愛液の描写がすさまじい。写真に撮るのがチト照れくさくて、遠巻きの写真をとった。詳しくは芸術新潮に載っているので見てほしい。この鬼気迫ると言っても良い描写の力はなんだろうか。確かにあらゆる魔除けに使えそうな執念を感じる描写だ。と信じられてもおかしくないほどの生命力を感じる。月岡雪鼎が何か特別な作家かといえば、浮世絵師としては「たんなる一級」くらいに私は考えているけれども(例えば北斎や栄之が超一流として)、やはり本作はなにか特別なオモイが籠っているように思う。
鳥文斎栄之の肉筆掛軸もこの機会にしかおそらく見られない力作。この力強さ、艶やかさ、気品は他にない。
「馬鹿夫婦 春画を真似て 手をくじき」 A foolish couple copy the shunga spraining a wrist.
江戸時代の狂歌を紹介してくれている。
とわざわざデカイ看板で笑わせてくれる。
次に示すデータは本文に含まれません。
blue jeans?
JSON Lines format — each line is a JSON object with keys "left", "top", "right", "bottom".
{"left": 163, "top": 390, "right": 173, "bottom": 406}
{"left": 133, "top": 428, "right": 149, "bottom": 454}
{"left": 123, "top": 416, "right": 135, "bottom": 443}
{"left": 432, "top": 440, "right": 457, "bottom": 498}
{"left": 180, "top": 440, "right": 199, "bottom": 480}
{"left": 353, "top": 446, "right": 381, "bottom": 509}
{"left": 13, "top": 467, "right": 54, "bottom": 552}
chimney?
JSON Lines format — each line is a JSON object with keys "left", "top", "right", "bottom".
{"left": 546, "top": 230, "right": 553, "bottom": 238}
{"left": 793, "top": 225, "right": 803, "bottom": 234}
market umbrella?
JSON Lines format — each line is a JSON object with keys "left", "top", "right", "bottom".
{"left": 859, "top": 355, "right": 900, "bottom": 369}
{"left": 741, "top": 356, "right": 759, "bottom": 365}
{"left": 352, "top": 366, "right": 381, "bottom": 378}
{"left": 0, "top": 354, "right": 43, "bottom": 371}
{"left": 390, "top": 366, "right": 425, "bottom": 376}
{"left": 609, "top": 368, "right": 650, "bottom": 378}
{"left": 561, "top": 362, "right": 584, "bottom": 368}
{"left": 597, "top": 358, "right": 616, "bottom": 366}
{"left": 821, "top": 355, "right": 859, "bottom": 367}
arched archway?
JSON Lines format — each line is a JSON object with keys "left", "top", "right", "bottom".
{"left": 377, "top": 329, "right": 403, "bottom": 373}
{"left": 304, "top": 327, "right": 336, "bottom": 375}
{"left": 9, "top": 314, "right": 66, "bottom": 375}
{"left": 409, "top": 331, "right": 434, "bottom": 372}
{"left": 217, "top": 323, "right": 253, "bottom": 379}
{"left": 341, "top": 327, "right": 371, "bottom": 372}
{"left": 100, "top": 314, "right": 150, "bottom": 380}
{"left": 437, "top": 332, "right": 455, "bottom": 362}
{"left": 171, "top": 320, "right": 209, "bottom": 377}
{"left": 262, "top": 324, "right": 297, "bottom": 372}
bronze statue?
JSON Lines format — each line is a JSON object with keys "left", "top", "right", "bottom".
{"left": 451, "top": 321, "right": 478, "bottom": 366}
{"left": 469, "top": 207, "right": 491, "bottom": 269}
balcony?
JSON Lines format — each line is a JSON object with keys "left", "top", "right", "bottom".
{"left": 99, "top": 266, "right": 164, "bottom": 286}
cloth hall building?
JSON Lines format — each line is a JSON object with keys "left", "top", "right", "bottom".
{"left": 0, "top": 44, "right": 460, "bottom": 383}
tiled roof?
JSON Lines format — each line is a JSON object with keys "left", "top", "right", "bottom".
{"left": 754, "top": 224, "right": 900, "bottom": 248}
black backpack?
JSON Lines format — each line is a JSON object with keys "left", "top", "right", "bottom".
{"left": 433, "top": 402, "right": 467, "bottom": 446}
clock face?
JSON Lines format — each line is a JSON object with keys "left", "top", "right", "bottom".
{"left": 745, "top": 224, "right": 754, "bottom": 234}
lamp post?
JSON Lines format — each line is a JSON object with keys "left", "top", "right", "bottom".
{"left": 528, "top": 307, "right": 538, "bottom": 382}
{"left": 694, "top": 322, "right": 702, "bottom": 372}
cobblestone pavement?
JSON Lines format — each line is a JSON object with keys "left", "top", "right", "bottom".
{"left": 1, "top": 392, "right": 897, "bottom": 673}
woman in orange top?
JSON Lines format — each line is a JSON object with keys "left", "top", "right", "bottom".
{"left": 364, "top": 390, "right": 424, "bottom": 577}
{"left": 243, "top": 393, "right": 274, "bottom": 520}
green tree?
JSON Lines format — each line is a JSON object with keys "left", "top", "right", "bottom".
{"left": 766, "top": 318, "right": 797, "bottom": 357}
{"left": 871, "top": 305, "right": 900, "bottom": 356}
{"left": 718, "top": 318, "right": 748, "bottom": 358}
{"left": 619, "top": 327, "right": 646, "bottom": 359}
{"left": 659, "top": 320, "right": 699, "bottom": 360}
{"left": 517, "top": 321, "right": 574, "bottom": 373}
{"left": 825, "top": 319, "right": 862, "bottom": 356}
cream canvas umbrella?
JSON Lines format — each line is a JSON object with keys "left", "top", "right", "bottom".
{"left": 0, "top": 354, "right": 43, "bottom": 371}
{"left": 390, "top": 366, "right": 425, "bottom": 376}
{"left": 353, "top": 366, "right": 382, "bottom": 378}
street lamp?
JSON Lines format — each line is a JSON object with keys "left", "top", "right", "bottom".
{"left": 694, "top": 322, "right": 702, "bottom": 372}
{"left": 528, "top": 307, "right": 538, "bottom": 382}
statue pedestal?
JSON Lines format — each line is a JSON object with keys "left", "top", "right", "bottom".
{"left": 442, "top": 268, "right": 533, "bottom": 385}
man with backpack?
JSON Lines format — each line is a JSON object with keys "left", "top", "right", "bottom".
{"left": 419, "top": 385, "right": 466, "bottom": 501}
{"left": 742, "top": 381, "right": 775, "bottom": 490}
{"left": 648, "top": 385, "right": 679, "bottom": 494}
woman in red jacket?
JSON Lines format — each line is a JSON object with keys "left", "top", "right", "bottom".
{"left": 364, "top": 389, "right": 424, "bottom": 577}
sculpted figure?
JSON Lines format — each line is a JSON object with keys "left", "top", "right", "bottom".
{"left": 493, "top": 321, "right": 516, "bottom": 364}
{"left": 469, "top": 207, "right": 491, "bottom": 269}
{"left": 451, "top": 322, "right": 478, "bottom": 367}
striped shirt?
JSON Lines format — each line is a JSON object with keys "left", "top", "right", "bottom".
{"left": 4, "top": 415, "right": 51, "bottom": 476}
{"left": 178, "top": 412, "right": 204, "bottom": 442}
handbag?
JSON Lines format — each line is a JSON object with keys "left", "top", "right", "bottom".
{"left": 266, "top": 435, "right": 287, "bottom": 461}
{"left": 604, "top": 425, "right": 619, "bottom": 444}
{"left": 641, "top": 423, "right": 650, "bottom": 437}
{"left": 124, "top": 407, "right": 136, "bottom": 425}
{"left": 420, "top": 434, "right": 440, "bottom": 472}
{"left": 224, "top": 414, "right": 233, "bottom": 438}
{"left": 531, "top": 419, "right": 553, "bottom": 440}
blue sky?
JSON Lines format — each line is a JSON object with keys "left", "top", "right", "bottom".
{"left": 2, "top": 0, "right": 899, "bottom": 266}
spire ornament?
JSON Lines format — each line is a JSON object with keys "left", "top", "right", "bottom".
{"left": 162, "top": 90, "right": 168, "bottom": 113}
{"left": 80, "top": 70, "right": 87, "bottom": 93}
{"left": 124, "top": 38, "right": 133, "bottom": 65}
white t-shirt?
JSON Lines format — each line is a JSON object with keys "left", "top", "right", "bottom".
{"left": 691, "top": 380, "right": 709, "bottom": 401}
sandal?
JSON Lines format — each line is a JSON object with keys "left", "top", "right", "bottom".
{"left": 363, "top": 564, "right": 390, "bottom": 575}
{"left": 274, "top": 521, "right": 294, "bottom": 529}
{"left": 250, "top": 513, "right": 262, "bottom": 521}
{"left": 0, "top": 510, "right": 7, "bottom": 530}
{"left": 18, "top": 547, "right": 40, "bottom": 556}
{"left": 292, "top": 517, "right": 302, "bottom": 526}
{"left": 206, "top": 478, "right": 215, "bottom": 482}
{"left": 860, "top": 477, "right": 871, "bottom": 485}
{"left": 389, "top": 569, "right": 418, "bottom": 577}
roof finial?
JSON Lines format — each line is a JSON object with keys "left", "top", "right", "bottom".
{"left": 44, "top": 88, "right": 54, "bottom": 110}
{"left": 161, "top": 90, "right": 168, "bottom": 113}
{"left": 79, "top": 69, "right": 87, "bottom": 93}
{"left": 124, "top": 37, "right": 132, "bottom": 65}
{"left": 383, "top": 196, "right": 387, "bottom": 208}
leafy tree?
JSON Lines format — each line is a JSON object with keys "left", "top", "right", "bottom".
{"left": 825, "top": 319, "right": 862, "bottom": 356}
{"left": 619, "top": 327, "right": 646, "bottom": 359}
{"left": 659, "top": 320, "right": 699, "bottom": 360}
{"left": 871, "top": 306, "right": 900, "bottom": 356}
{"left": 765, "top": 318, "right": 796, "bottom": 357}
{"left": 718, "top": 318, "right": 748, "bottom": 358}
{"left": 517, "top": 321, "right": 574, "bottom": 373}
これは今回演出にあたった大英の学芸員さんのウィットというべきだろう。
日本語の方がずっと可笑しいけど。
これが面白いのは、春画の体位は、現実にはどう考えても不可能な体のねじり方をしているという事を庶民みんなが知っている、という背景がある。
春画は、江戸期はどうも各家庭にひとつ以上あって、しかも女性が嫁入り道具に持ってきていたらしい。本当かどうかは知らないが。その一方で、構図や人物、着物の組み合わせの妙をはかるため、実際には難しい体のひねり方をしている。ただ、「枕絵」というぐらいだから、夫婦生活の参考にはきっとしていたのだろう。しかし「教科書」には「嘘」もあるので、信じ過ぎると「バカ夫婦」として「手をくじく」わけである。この辺りの事情がみなわかるから、笑うのである。この展示を見て笑った人の数もそうとう多いだろう。
よくあるアイドル・グラビアも、あれは一般人が真似るという大変だと聞く。体の柔らかさとプロ意識あってこそのグラビアアイドルなのだ。ロダンとかの彫刻モデルもありえない体位をしている。芸術のためなら、みんな苦労しているのだ。
この春画展、日本でも巡回展を予定していたが、いずれの企画もポシャってしまったらしい。「反対勢力」が根強いのだ。個別の事情を聞くと、仕方ないのかな、と思う。やはり日本では、なまなましすぎるし、そして一部の人が強力に嫌悪するぐらいであるからこそ春画たりうる、といえなくもない。ある意味、現代アートと似ている。ただし、ほとんど全ての浮世絵師が並ならぬ情熱と技術を携え、お上のシバリをかいくぐり、イノチガケで制作をしていたことを考えると、現在のように半ば無視されている日本の現状は、世界史的に見て「野蛮時代」といえなくもない。
春画を通してわかること、春画自体の技術など、汲み取れることも少なくないと思うので、今まで嫌悪していた方も、機会があれば見ていただきたい。